When the relatives’ attorney asked for information about the estates, Pender wrote a letter to the court overseer, which was obtained by the family’s attorney, alleging that some of Buckley’s beneficiaries might have stolen money, jewelry and coins from her. Pender also alleged that the family neglected Buckley and that the neglect played a role in Buckley’s death.

She reiterated those claims in an e-mailed statement.

“That any governmental official would show support for any individual who terrified and held a senior woman hostage, then second guess that senior woman’s decisions on the pretext of protecting her, is to reward elder abusers under cover of law,” Pender wrote.

Family members said the claims were baseless and a smoke screen to cover Kincheloe and Pender’s alleged thefts. After a legal battle, relatives succeeded in having Kincheloe removed as executor of the Buckleys’ estates.

Love, Kincheloe’s attorney, denies that his client tried to isolate Buckley from the family. He said Kincheloe was trying to protect Buckley, who he said was mistreated while in the family’s care.

Joseph Stuart, one of the family’s attorneys, said the case points to a hole in Virginia law. In drafting Edward and Pearl Buckley’s wills, Kincheloe and the Buckleys waived an option requiring the executor to get insurance in the event the estates were misappropriated.

Stuart said the insurance, or surety bond, would have allowed Buckley’s beneficiaries to be reimbursed for Kincheloe’s misdeeds and possibly have prevented the entire mess. Stuart said Kincheloe, who filed for bankruptcy shortly after he was removed as executor, may not have been able to get the necessary insurance if insurers discovered he was in financial distress.

He says Virginia should require attorneys qualifying as executors for non-relatives to get the surety bond.

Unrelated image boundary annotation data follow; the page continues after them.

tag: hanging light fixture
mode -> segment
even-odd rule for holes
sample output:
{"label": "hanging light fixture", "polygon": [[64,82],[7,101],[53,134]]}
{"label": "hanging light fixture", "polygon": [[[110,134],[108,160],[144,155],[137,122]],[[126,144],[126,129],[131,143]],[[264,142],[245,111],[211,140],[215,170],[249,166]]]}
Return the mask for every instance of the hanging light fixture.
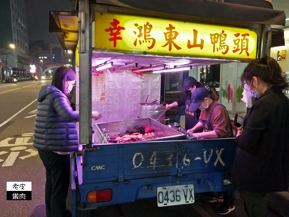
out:
{"label": "hanging light fixture", "polygon": [[149,67],[144,67],[144,68],[141,68],[139,69],[133,69],[132,71],[133,72],[151,71],[152,70],[161,69],[164,69],[165,67],[165,65],[159,65],[155,66],[150,66]]}
{"label": "hanging light fixture", "polygon": [[171,71],[184,71],[185,70],[189,70],[193,68],[192,66],[184,66],[182,67],[176,67],[171,69],[164,69],[161,70],[157,70],[155,71],[153,71],[153,73],[158,73],[160,72],[167,72]]}
{"label": "hanging light fixture", "polygon": [[110,68],[113,65],[113,62],[110,62],[104,64],[103,65],[101,65],[97,67],[95,69],[95,70],[98,71],[99,70],[101,70],[101,69],[108,69],[108,68]]}

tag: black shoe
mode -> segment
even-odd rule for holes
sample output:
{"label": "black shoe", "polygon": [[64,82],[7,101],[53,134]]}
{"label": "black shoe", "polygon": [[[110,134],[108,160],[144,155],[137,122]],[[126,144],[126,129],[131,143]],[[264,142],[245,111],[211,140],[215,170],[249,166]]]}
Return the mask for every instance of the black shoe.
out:
{"label": "black shoe", "polygon": [[220,215],[226,215],[235,209],[235,205],[229,207],[225,204],[223,204],[216,211],[217,213]]}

There are no statistics on the prevalence of abuse by the executors of estates or those with power of attorney, but the National Center on Elder Abuse said 41 out of 1,000 elderly people in one survey said they had suffered major financial exploitation.

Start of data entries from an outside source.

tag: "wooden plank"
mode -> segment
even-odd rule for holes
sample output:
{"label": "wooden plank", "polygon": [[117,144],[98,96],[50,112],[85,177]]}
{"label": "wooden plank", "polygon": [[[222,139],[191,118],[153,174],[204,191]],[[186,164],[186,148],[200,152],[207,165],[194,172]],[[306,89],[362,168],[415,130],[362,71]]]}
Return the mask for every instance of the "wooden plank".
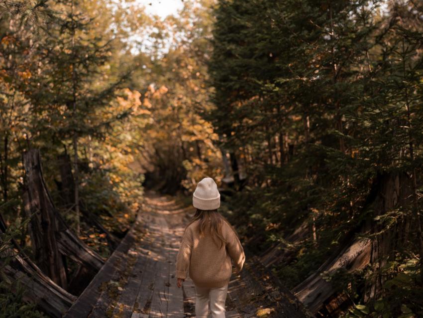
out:
{"label": "wooden plank", "polygon": [[194,282],[189,278],[182,283],[184,295],[184,315],[186,317],[195,316],[196,290]]}
{"label": "wooden plank", "polygon": [[134,241],[133,234],[132,230],[128,233],[64,318],[83,318],[92,313],[101,295],[102,285],[104,288],[104,284],[112,279],[116,268],[120,267],[119,264],[126,264],[127,253]]}
{"label": "wooden plank", "polygon": [[176,256],[178,248],[176,246],[176,242],[179,241],[173,234],[173,231],[167,231],[168,244],[165,249],[167,254],[167,317],[184,318],[184,293],[181,288],[176,285],[175,275]]}
{"label": "wooden plank", "polygon": [[136,295],[133,312],[147,315],[150,312],[158,265],[157,260],[153,259],[151,259],[147,264],[142,284],[139,285],[138,293]]}
{"label": "wooden plank", "polygon": [[113,317],[130,318],[133,312],[137,295],[140,287],[142,286],[145,269],[151,261],[152,260],[149,257],[138,251],[137,262],[130,275],[127,284],[123,287],[123,291],[113,311]]}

Stuart said power of attorney can be an effective tool for managing the affairs of the incapacitated, but it can just as easily be abused.

“It’s like a gun in your home,” he said. “You can use it to defend yourself, or it can be used for bad things. It’s a powerful thing.”

In all, family members allege that $876,000 was stolen from the Buckleys, but that paled in comparison with what else was lost.

“I felt like I was robbed of the last couple years of my aunt’s life,” her grandniece Bray said.